The log-odds correspond to the values we simulated (intercept = 1, b1 = 0.5, and b2 = -2). We have recovered reasonable estimates of the relationships in the data, albeit a bit less accurately than before. The loss in estimation accuracy is due to the information loss that necessarily occurs when a continuous variable is transformed to a binary one, as we did with our target for the logistic regression.

What about odds ratios? We can get those by exponentiating the log-odds:

# Exponentiated logistic regression coefficients (odds ratios)
lm_log %>% coefficients %>% exp %>% round(3)

## (Intercept)          x1          x2 
##       2.692       1.654       0.122

Odds ratios can be interpreted as a multiplier for the odds of y = 1 when the predictor increases from 0 to 1. In the current example:

Increasing x1 from 0 to 1 is associated with a 1.65x increase in the odds of y = 1
Increasing x2 from 0 to 1 is associated with a 0.12x decrease in the odds of y = 1

It is common to see these expressed as percents:

Increasing x1 from 0 to 1 is associated with a 65% increase in the odds of y = 1
Increasing x2 from 0 to 1 is associated with a 88 % decrease in the odds of y = 1

Odds ratios are more helpful for understanding the impact of each predictor, so you should focus on these rather than the raw log-odds that appear in the model summary. It is important to understand the difference between log-odds and odds ratios, because if you interpret log-odds as if they are odds ratios (or vice versa), you will draw incorrect conclusions from your model.

P-values

The p-value for a coefficient (i.e., the slope for a given predictor variable) tells you the probability that your data come from a world where that coefficient is exactly 0. A large p-value means you cannot confidently say that the coefficient is different from 0, while a small p-value means the coefficient is probably not 0, i.e., the predictor has a statistically significant effect on the outcome variable.

P-values are often used as a heuristic for identifying “interesting” or “meaningful” relationships in a dataset.
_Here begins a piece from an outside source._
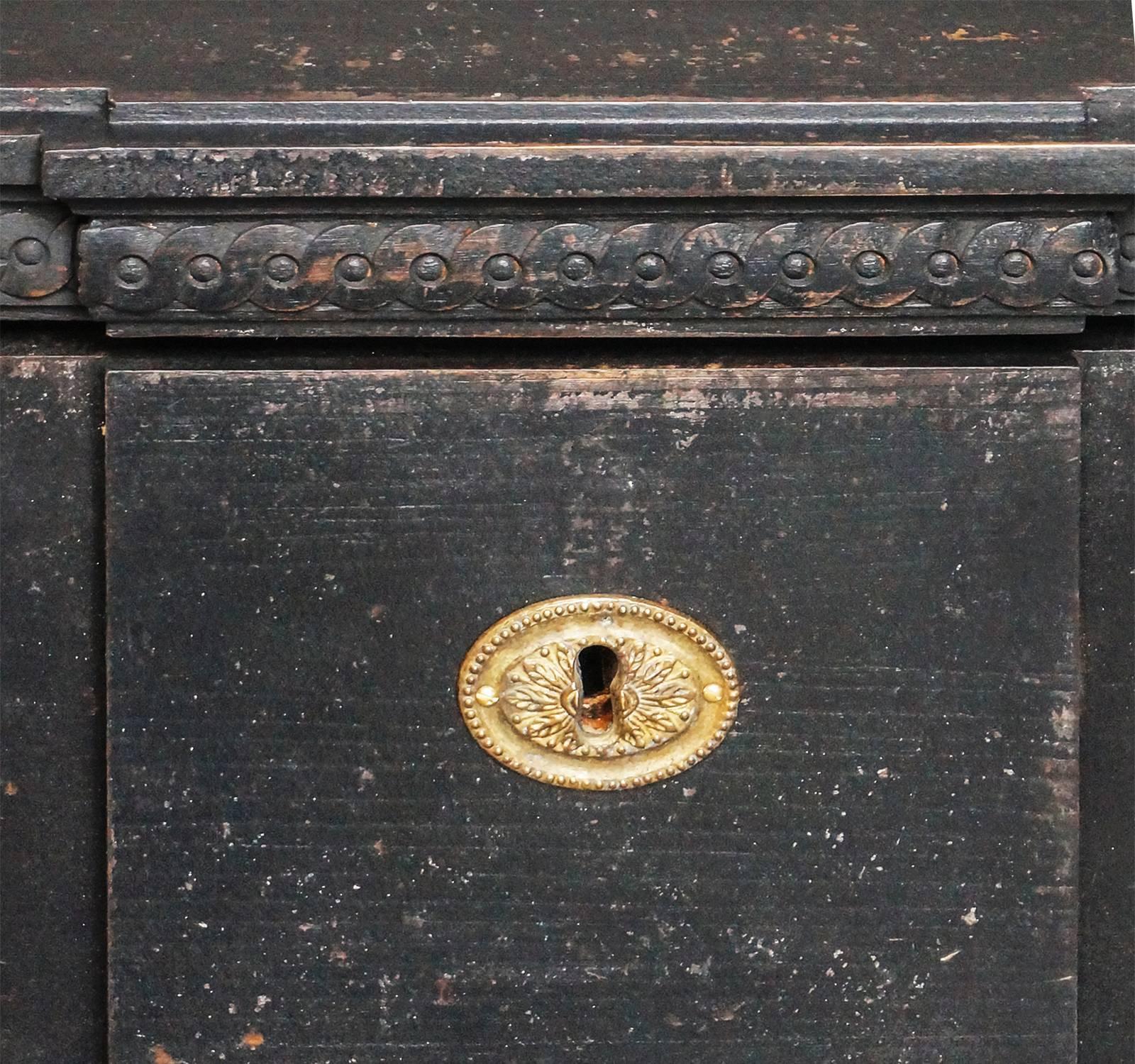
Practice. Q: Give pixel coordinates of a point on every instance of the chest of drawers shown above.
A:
(578, 532)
A common threshold for claiming ‘statistical significance’ is p < 0.05. Output from R shows cascading significance levels: * for p < 0.05, ** for p < 0.01, and *** for p < 0.001:

# Summary of linear model coefficients
lm_lin %>% summary

## 
## Call:
## lm(formula = y ~ x1 + x2, data = df_lin)
## 
## Residuals:
##     Min      1Q  Median      3Q     Max 
## -2.8716 -0.6657 -0.0131  0.6763  3.5482 
## 
## Coefficients:
##             Estimate Std. Error t value Pr(>|t|)    
## (Intercept)  1.00414    0.04507   22.28   <2e-16 ***
## x1           0.49285    0.03158   15.60   <2e-16 ***
## x2          -1.96440    0.06330  -31.03   <2e-16 ***
## ---
## Signif. codes:  0 '***' 0.001 '**' 0.01 '*' 0.05 '.' 0.1 ' ' 1
## 
## Residual standard error: 1.001 on 997 degrees of freedom
## Multiple R-squared:  0.5514, Adjusted R-squared:  0.5505 
## F-statistic: 612.8 on 2 and 997 DF,  p-value: < 2.2e-16

P-values have an important but often overlooked caveat, which is that they converge on 0 as the sample size goes to infinity. This means that trivially small relationships become statistically significant with large datasets (how large ‘large’ is depends on how small the effect is). It is critical to keep this point in mind when analyzing large datasets:

Statistical significance does not imply practical significance. You must interpret regression coefficients to know what the effect means in real world terms.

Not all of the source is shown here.